Initially, methods to dissect the composition of the TME were based on conventional one-marker-at-the-time immunohistochemistry which only allowed for a semiquantitative evaluation of cells present in a tissue section (Giraldo et al., 2015, Kuczkiewicz-Siemion et al., 2022, Tan et al., 2020). For example, in metastatic melanoma, it was suggested that the CD 8+ lymphocyte density correlated with response to anti-PD-1 therapy using conventional immunohistochemistry (Rizk et al., 2019). However, for the accurate identification of T cell subtypes, including CD8+ T cells, the simultaneous detection of multiple markers, such as CD3, CD4, and CD8, turned out to be imperative (Kumar, Connors, & Farber, 2018), which cannot be achieved using conventional IHC. Furthermore, the same cell type can be present in different functional states, which can completely alter the way in which cells interact with their environment. For instance, CD8+ T cells have the capacity to inhabit distinct functional states, including activated, exhausted, and terminally exhausted, thus necessitating the assessment of additional markers, such as OX40/CD69 for activation and TIM3 as an exhaustion indicator (Bosisio et al., 2020, Chow et al., 2022, Zhang et al., 2020). Finally, recent studies have indicated that spatial interactions between immune/tumour cells within specific locations in the tissue (intratumoral/peritumoral/perivascular) can significantly affect how patients respond to immunotherapy (Antoranz et al., 2022, Golesworthy et al., 2022, Zhang et al., 2019).

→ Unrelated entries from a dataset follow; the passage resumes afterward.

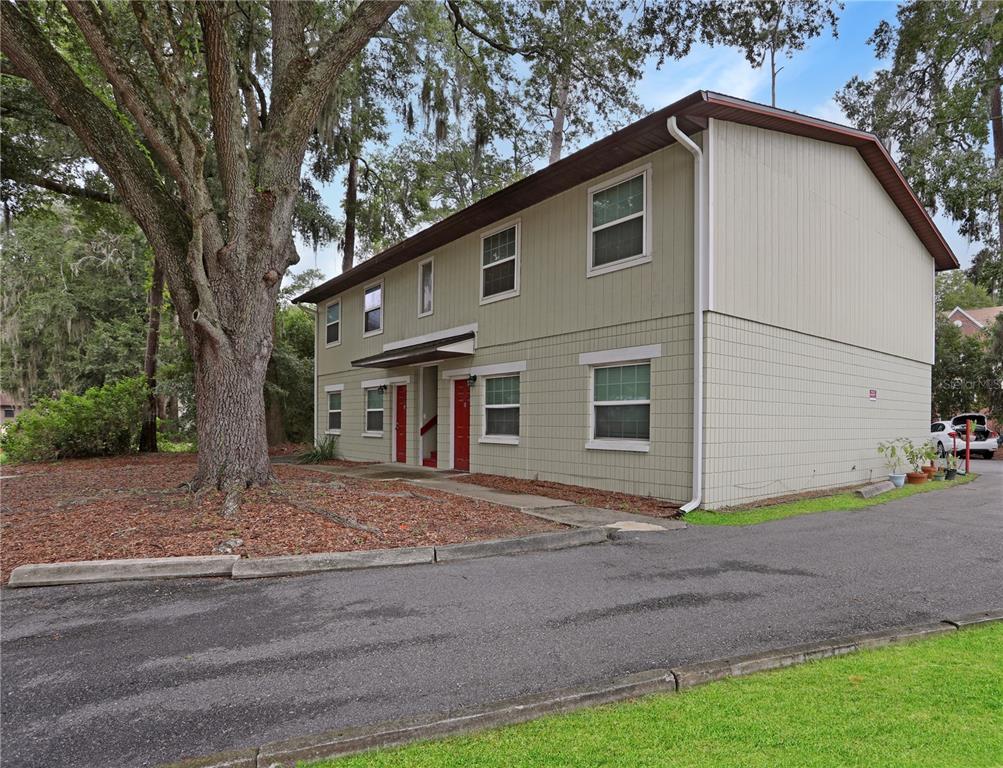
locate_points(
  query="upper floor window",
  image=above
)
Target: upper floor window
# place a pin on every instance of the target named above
(333, 323)
(425, 288)
(502, 407)
(619, 224)
(499, 264)
(372, 312)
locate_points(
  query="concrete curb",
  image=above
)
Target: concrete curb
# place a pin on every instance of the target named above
(692, 675)
(88, 571)
(292, 564)
(537, 542)
(235, 566)
(974, 620)
(512, 711)
(396, 733)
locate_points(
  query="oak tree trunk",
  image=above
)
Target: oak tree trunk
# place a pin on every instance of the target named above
(233, 449)
(996, 118)
(351, 212)
(557, 129)
(147, 435)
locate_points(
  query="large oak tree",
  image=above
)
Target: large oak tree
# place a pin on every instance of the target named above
(202, 129)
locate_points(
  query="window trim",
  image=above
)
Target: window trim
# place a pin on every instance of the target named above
(633, 261)
(518, 224)
(500, 439)
(430, 261)
(629, 444)
(366, 432)
(327, 344)
(382, 313)
(329, 390)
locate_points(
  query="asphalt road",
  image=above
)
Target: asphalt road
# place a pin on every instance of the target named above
(135, 675)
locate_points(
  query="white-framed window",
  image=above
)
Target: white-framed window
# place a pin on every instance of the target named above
(373, 425)
(499, 250)
(332, 323)
(621, 407)
(372, 310)
(619, 224)
(426, 288)
(502, 401)
(334, 413)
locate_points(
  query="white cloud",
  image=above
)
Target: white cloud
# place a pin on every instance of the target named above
(720, 69)
(831, 111)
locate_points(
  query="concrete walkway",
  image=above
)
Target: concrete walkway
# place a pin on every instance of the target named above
(144, 673)
(555, 509)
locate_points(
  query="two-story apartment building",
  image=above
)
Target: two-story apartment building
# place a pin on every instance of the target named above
(720, 303)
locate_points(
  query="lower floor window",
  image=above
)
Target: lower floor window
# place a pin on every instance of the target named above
(334, 411)
(502, 406)
(622, 402)
(374, 410)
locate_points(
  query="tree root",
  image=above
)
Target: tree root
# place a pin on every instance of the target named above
(348, 522)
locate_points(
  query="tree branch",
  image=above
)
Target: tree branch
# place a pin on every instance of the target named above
(133, 95)
(296, 104)
(224, 99)
(112, 145)
(53, 184)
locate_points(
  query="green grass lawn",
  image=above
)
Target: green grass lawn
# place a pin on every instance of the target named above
(935, 703)
(819, 504)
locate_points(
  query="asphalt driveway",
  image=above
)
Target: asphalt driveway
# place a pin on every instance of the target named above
(139, 674)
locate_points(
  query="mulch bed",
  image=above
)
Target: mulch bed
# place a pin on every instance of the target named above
(607, 499)
(131, 506)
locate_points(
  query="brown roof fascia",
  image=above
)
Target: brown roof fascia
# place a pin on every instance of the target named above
(636, 140)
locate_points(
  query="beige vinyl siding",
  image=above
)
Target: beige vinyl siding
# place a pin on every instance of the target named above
(555, 412)
(787, 412)
(555, 295)
(805, 238)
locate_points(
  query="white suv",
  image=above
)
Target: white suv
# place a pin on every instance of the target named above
(950, 435)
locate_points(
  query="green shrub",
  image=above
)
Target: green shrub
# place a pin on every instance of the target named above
(325, 450)
(103, 421)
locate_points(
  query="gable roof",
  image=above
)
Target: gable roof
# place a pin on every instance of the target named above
(636, 140)
(981, 316)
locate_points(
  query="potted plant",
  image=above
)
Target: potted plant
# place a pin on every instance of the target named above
(895, 458)
(940, 473)
(951, 463)
(915, 455)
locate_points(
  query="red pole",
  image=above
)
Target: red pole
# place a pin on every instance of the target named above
(968, 446)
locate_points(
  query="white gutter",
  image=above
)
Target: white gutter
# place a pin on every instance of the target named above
(699, 252)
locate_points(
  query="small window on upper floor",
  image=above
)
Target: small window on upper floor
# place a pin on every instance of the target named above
(619, 224)
(425, 288)
(333, 323)
(372, 313)
(499, 264)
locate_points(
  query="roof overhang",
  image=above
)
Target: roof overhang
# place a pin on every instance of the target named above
(460, 345)
(636, 140)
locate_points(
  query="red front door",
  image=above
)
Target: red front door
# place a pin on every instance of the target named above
(400, 424)
(461, 425)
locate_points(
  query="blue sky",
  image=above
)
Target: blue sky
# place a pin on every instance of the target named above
(806, 84)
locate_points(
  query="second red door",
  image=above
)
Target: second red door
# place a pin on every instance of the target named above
(400, 424)
(461, 425)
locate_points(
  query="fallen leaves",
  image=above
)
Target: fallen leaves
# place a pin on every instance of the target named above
(134, 506)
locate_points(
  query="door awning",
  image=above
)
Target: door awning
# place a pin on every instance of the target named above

In order to measure cell functionality and spatial relationships between different cell types, it has become essential to measure the expression of multiple markers in a single tissue section at single-cell resolution. Even if single-cell technologies such as single-cell RNA sequencing (scRNA-seq) are powerful tools to identify cell phenotypes and cell states (Abdelaal et al., 2019, Plass et al., 2018), they require tissue dissociation and therefore do not retain spatial information (Li & Wang, 2021). Moreover, RNA-based techniques cannot capture if there is effective translation to proteins nor can they measure post-translational modifications such as cleavage, phosphorylation and translocation to produce a functional protein (Marguerat & Bähler, 2010). Since proteins are the macromolecules ultimately producing the biological effect targeted by drugs, spatial protein-based multiplexed immunohistochemistry (mIHC) is currently the state-of-the-art for a clinically meaningful investigation of the immune-related tumour microenvironment. The mIHC techniques enable the identification of several proteins on a single tissue section with single-cell resolution (Berry et al., 2021, Bosisio et al., 2022, Schapiro et al., 2022). Since the recent breakthrough of mIHC techniques as highly demanded scientific technologies, a number of innovative studies demonstrating their potential have been published. In this review, we are summarising how mIHC has been used in the field of immunotherapy. In particular, we will focus on how these technologies contributed to (i) characterise the tumour microenvironment, (ii) understand the role of tumour heterogeneity, (iii) study the interplay of the immune microenvironment and tumour progression, (iv) discover biomarkers for immune checkpoint therapies and (v) suggest novel therapeutic strategies (Fig. 1). The characteristics of the various studies using mIHC presented in this review are summarised in Table 1.